With Portman, conflict becomes cooperation sort of randomly.

Minotaur cock.

I am very tempted to leave it there. I am wondering if maybe those three lines alone do convey the full essence of “Your Highness.” I like how the one in the middle shows me making an effort to be professional. Like I’m actually analyzing and finding fault with the plot of a medieval stoner fantasy comedy starring Danny McBride and James Franco as two princes on a quest to rescue the latter’s fiancée, played by Zooey Deschanel, from an evil wizard, played by Justin Theroux, who intends to defile her. (Merely distressing your damsel is no longer enough.) A nimble lone warrior played by Natalie Portman joins the princes’ quest, in a way that apparently I wasn’t so sure about.

The other notes refer to a couple of observed details, just to remind myself. It’s telling, unfortunately, that “Your Highness” has a whole thing about a minotaur cock and I thought I’d better write it down in case I forgot. I mean, why even make a joke about minotaur cock if you can’t make it memorable?

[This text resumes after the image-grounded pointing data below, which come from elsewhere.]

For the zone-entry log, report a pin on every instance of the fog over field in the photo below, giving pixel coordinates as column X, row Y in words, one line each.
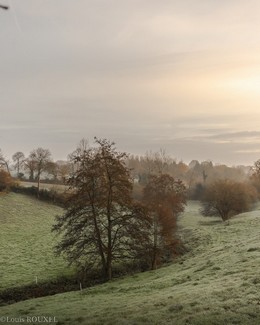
column 179, row 75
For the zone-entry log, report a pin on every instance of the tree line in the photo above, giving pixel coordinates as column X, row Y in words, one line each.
column 123, row 210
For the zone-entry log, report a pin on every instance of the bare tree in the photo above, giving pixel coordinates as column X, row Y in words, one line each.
column 101, row 224
column 18, row 159
column 4, row 7
column 4, row 162
column 39, row 159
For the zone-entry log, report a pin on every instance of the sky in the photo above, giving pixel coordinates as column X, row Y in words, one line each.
column 183, row 76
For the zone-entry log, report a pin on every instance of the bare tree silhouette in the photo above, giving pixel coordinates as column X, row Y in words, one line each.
column 4, row 7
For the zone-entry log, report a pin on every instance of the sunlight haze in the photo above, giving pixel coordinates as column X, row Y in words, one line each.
column 178, row 75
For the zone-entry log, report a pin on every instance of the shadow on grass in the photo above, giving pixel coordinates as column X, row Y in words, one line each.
column 210, row 222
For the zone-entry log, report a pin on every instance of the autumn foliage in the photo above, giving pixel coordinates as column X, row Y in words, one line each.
column 227, row 198
column 164, row 198
column 6, row 180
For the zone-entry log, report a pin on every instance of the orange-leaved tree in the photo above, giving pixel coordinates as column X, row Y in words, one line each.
column 164, row 198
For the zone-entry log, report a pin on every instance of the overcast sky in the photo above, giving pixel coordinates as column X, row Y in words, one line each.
column 181, row 75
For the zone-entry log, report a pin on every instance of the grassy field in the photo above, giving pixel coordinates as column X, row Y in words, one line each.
column 26, row 243
column 217, row 282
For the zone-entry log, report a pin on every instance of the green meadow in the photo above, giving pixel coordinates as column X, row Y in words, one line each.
column 216, row 282
column 26, row 241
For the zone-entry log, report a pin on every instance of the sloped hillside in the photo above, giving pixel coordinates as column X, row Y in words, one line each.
column 26, row 241
column 217, row 282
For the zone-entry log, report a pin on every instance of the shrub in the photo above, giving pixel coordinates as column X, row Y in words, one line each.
column 227, row 198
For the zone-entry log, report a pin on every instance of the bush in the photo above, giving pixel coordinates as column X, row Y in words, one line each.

Also, you may have noticed that I’ve repeated the phrase “minotaur cock” four times now. In comedy, there’s a rule: Three times is funny. Four is tedious. And when you’re talking about something like a minotaur cock, five can’t possibly make it better. But there you have the spirit of “Your Highness.” Puerile vulgarity can be fun, but less so when it seems somehow both lazy and pushy.

Sometimes I’ll also jot a snatch of dialogue, as when interviewing someone and writing down what they say because it seems important. “Your Highness” had little to offer on that front. Not a single snatch.

Now seems like the right moment to point out that several young men snickered and one young woman shouted “EWWW!” during the screening I attended.

The director of “Your Highness” is David Gordon Green, who got started in tastefully muted art-house fodder, then made “Pineapple Express,” and now seems to be imitating the sort of Mel Brooks movies that make you wonder what happened to Mel Brooks.

“Your Highness” does, however, have a remarkable attention span. It resists introducing any characters without being willing to give them something to do. That kind of focus is rare these days, even in non-moronic comedies. McBride, an executive producer, also co-wrote the script (with his frequent collaborator Ben Best), and even found some business for Steven, his lizard. The problem, possibly related, is that he didn’t find enough for himself. Too bad: He’s funnier than this.

But look, I have no way of knowing whether the lizard’s name is actually “Stephen” with a “ph,” and I shouldn’t pretend otherwise. What I’m saying is that critics are useless with movies like this. “Your Highness” is meant to evoke that special age when a young man knows that Dungeons & Dragons alone isn’t doing it for him anymore, and he starts needing some weed and locker-room sex talk to keep things interesting. I wonder what’s in that guy’s notebook.